Last modified: 2013-02-18 11:02:40 UTC
I'm trying to gather metadata about every Gerrit changeset. I read <https://gerrit.wikimedia.org/r/Documentation/rest-api-changes.html>, which states "If the n query parameter is supplied and additional changes exist that match the query beyond the end, the last change object has a _more_changes: true JSON field set. Callers can resume a query with the n query parameter, supplying the last change’s _sortkey field as the value." Here's what I tried: --- $ curl -s "https://gerrit.wikimedia.org/r/changes/?q=age:1second&n=500" | tail -20 "project": "mediawiki/extensions/Polyglot", "branch": "master", "topic": "tidyup", "change_id": "I35ebc242fcf04e5b527631d6be67d1a8c78ef251", "subject": "Add method parameter documentation", "status": "NEW", "created": "2013-01-24 18:41:09.000000000", "updated": "2013-01-24 21:44:15.000000000", "_sortkey": "0022a6180000b1ff", "_number": 45567, "owner": { "name": "Reedy" }, "labels": { "Verified": {}, "Code-Review": {} }, "_more_changes": true } ] $ curl -s "https://gerrit.wikimedia.org/r/changes/?q=age:1second&n=0022a6180000b1ff" "0022a6180000b1ff" is not a valid value for "-n" --- I tried other URL parameters such as &sortkey= and &_sortkey= and &sortkey_after and &resume_sortkey, but nothing seems to work. After discussing this issue with qchris in #gerrit on freenode, it seems that Gerrit's search functionality is broken (or perhaps restricted). qchris pointed to this (non-working) search example: --- $ curl -s "https://gerrit.wikimedia.org/r/changes/?q=status:merged+project:mediawiki/core+sortkey_after:m" )]}' [] --- It's unclear whether this issue has a corresponding bug in Gerrit's bug tracker. As it stands, it appears to be impossible to pull metadata of more than 500 changesets from the Gerrit REST API. Without the ability to specify an offset (and consequently retrieve information about more than 500 changesets), I'm unable to generate Gerrit reports ([[mw:Gerrit/Reports]]). :-(
Some more lines from #gerrit, showing how to fetch the required changes through the search query string. 09:54 <qchris> Susan: I screwed up before. It seems thinking is easier after breakfast. sortkey is not the bug title but the change's sort key. Stupid me. 09:54 <qchris> So what it comes down to is, that you could fetch all changes like this: 09:54 <qchris> Fetch https://gerrit.wikimedia.org/r/changes/?q=status:merged+project:mediawiki/core+limit:3 09:55 <qchris> (For whatever value of status, project you are interested in. Limit is just to get nice small file to look at by hand. You can drop that) 09:55 <qchris> Look for the _sortkey field of the last object in the result list 09:55 <qchris> And the fetch https://gerrit.wikimedia.org/r/changes/?q=status:merged+project:mediawiki/core+limit:3+sortkey_before:LAST_SORTKEY_OF_PREVIOUS_REQUEST 09:55 <qchris> Where LAST_SORTKEY_OF_PREVIOUS_REQUEST is the last sort key of the previous request 09:55 <qchris> so something like 002327db0000c0f1 To also get the _more_changes field set, use the URL parameter limit instead of the query parameter.

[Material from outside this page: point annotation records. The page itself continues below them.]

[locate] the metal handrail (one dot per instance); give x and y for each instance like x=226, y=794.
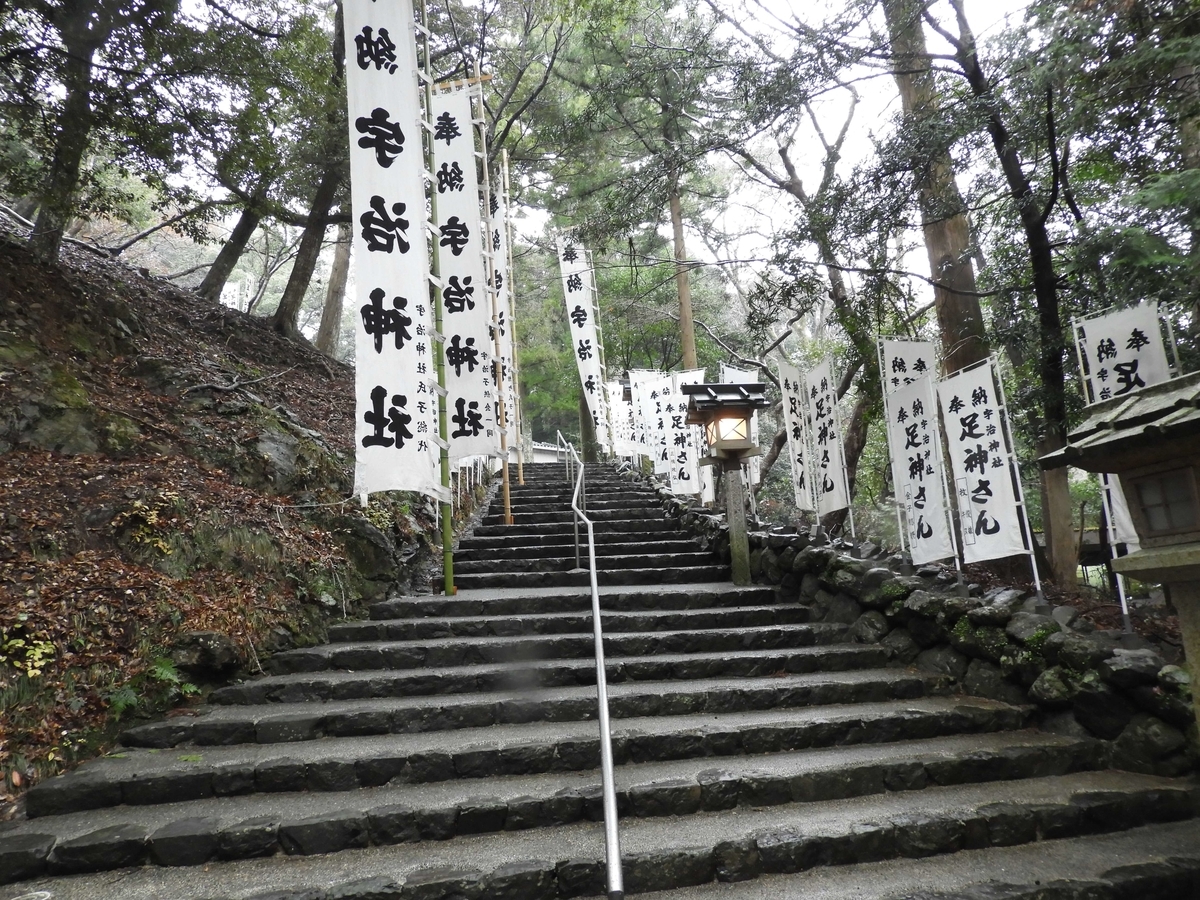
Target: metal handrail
x=612, y=838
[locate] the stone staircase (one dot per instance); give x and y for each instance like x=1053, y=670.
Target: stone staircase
x=447, y=749
x=635, y=543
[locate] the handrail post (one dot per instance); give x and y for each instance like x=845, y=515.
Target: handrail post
x=607, y=777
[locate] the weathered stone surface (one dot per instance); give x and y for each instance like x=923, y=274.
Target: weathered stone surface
x=1101, y=709
x=843, y=609
x=113, y=847
x=924, y=604
x=1054, y=688
x=1131, y=669
x=250, y=838
x=985, y=679
x=1145, y=741
x=23, y=856
x=186, y=841
x=876, y=577
x=1030, y=629
x=943, y=660
x=870, y=628
x=901, y=645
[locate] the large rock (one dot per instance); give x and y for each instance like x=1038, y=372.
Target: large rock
x=985, y=679
x=1031, y=629
x=1131, y=669
x=870, y=628
x=945, y=660
x=901, y=645
x=207, y=655
x=1144, y=743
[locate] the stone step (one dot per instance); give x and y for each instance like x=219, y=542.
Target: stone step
x=559, y=623
x=623, y=514
x=564, y=527
x=341, y=717
x=473, y=651
x=334, y=765
x=675, y=575
x=1151, y=862
x=550, y=673
x=395, y=814
x=478, y=551
x=563, y=541
x=606, y=562
x=658, y=853
x=484, y=603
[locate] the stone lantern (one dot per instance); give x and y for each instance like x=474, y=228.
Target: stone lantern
x=1151, y=442
x=725, y=411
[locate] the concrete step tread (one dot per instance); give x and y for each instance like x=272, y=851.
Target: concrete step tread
x=679, y=737
x=477, y=601
x=1119, y=865
x=334, y=684
x=547, y=623
x=821, y=775
x=445, y=711
x=679, y=851
x=671, y=574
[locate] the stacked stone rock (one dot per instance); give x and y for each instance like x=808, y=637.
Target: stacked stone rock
x=1002, y=643
x=447, y=749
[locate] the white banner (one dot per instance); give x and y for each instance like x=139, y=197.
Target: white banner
x=982, y=465
x=828, y=471
x=796, y=423
x=396, y=413
x=579, y=289
x=905, y=361
x=1122, y=352
x=917, y=467
x=684, y=471
x=657, y=395
x=466, y=313
x=741, y=376
x=637, y=382
x=502, y=310
x=621, y=413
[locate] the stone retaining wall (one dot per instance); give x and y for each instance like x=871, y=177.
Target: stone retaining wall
x=1003, y=643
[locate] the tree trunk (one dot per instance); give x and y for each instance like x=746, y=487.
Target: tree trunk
x=58, y=192
x=234, y=246
x=683, y=286
x=331, y=315
x=1053, y=347
x=588, y=450
x=288, y=312
x=942, y=211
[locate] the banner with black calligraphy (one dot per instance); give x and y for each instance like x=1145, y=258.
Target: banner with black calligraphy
x=502, y=312
x=828, y=469
x=466, y=311
x=396, y=413
x=982, y=466
x=684, y=472
x=904, y=361
x=917, y=467
x=1122, y=352
x=657, y=395
x=796, y=423
x=579, y=291
x=621, y=412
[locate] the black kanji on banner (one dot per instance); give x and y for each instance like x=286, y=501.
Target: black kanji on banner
x=394, y=419
x=379, y=52
x=381, y=231
x=379, y=323
x=381, y=135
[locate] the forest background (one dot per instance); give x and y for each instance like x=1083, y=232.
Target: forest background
x=773, y=172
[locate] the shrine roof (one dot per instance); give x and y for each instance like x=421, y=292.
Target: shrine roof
x=1116, y=432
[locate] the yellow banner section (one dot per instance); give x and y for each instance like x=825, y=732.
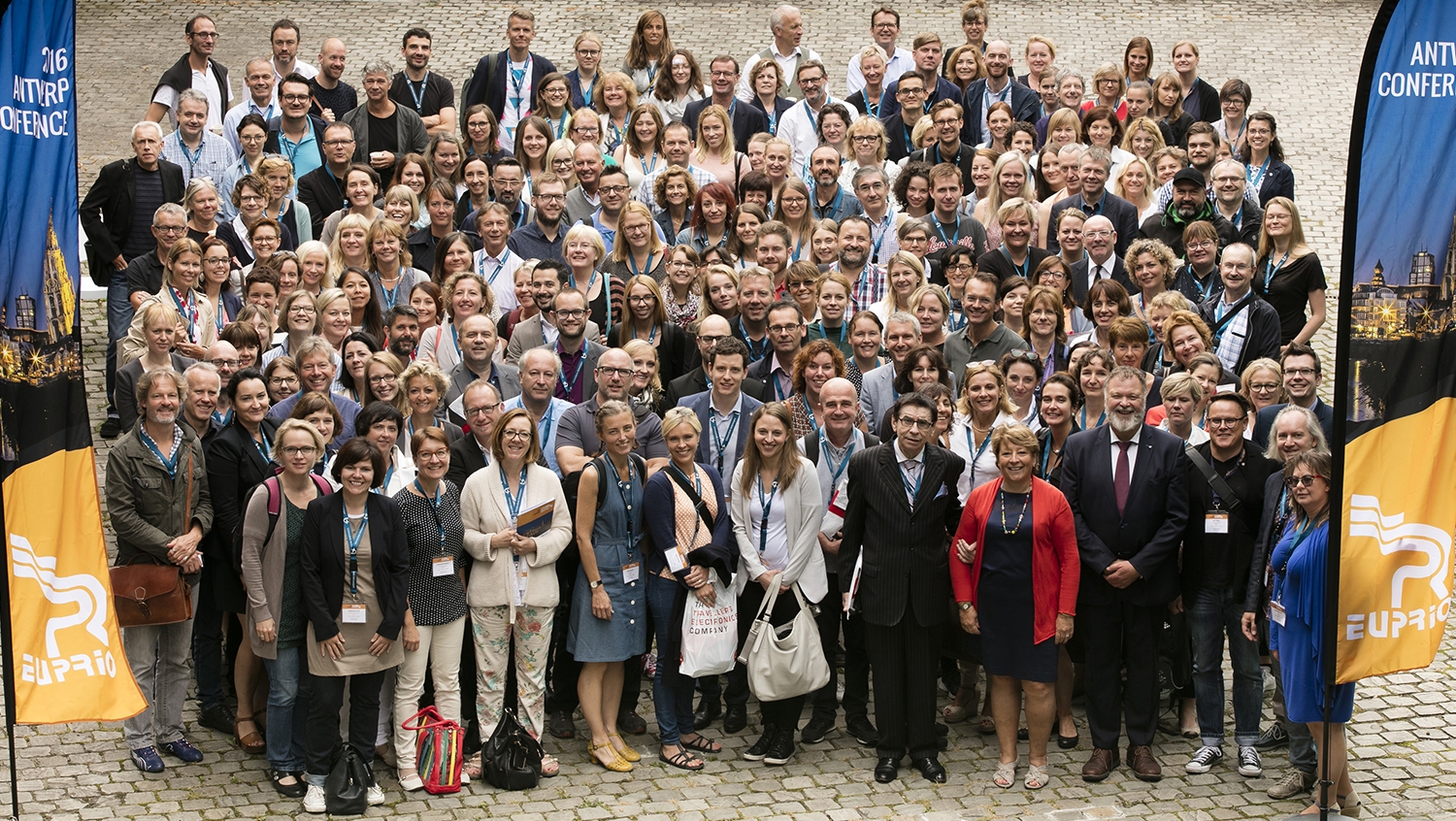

I pushed a change to correct the REST API documentation upstream https://gerrit-review.googlesource.com/#/c/42421/
Thank you very much for your help, Christian. I failed to realize that &n= is distinct from &N= in Gerrit's REST API. I also failed to realize that "sortkey_after" and "sortkey_before" existed (they're documented at the bottom of <https://gerrit.wikimedia.org/r/Documentation/user-search.html>). It might be nice to mention these (or cross-reference them) at <https://gerrit.wikimedia.org/r/Documentation/rest-api-changes.html>. My current understanding is that these are equivalent: * ?q=limit:[integer] and &n=[integer] * ?q=sortkey_after:[sortkey] and &N=[sortkey] * ?q=sortkey_before:[sortkey] and &P=[sortkey] Marking this bug resolved/worksforme.
(In reply to comment #3) > My current understanding is that these are equivalent: > > * ?q=limit:[integer] and &n=[integer] Yes, they are more or less equivalent. However, &n=[integer] provides you with a "_more_changes" field, while ?q=limit:[integer] does not. You can however circumvent this difference, by keeping the limiting integer below your queryLimit while still asking for 1 more result than needed. In some edge cases, gerrit will even give you one more result than your queryLimit allows for. > * ?q=sortkey_after:[sortkey] and &N=[sortkey] > * ?q=sortkey_before:[sortkey] and &P=[sortkey] It's actually the other way round. ?q=sortkey_after corresponds to &P= ?q=sortkey_before corresponds to &N= * sortkey is increasing for new changes. * &N= is for the /N/ext page of search results (i.e.: older changes, lower sortkeys, hence sortkey_before) * &P= is for the /P/revious page of search results (i.e.: newer changes, higher sortkeys, hence sortkey_after) As confusing as this is already, there are further differences. ?q=sortkey_after skips the first search result. So when comparing https://gerrit.wikimedia.org/r/changes/?P=00232fbd0000bc17&n=3 https://gerrit.wikimedia.org/r/changes/?q=sortkey_after:00232fbd0000bc17&n=3 you'll get something like sortkey In q=sortkey... ? In P=... ? ... ... ... 002330130000c1d5 no no 0023300f0000c1d8 no no 00232fff0000bc7b yes no 00232ff10000c1d6 yes yes 00232fec0000c1d3 yes yes 00232fd50000bf53 no yes 00232fbd0000bc17 <---- used sortkey Additionally, if you supply a &n=[integer] parameter to limit the number of results, the result set for a ?P= query has the "_more_changes" key set on the first object, while a &sortkey_after= query has it set on the last object. (This result skipping, and shuffling around "_more_changes" does not occur for ?q=sortkey_before or ?N= queries) Bottom line: When trying to process the data automatically, I'd go for using &n=[integer] to obtain "_more_changes" marker, but I would not rely on getting at most [integer] results. Be prepared that there may be one additional result in the result set. Furthermore, I'd go for the &N=, and &P= variants, keeping in mind that the "_more_changes" need not be at the end.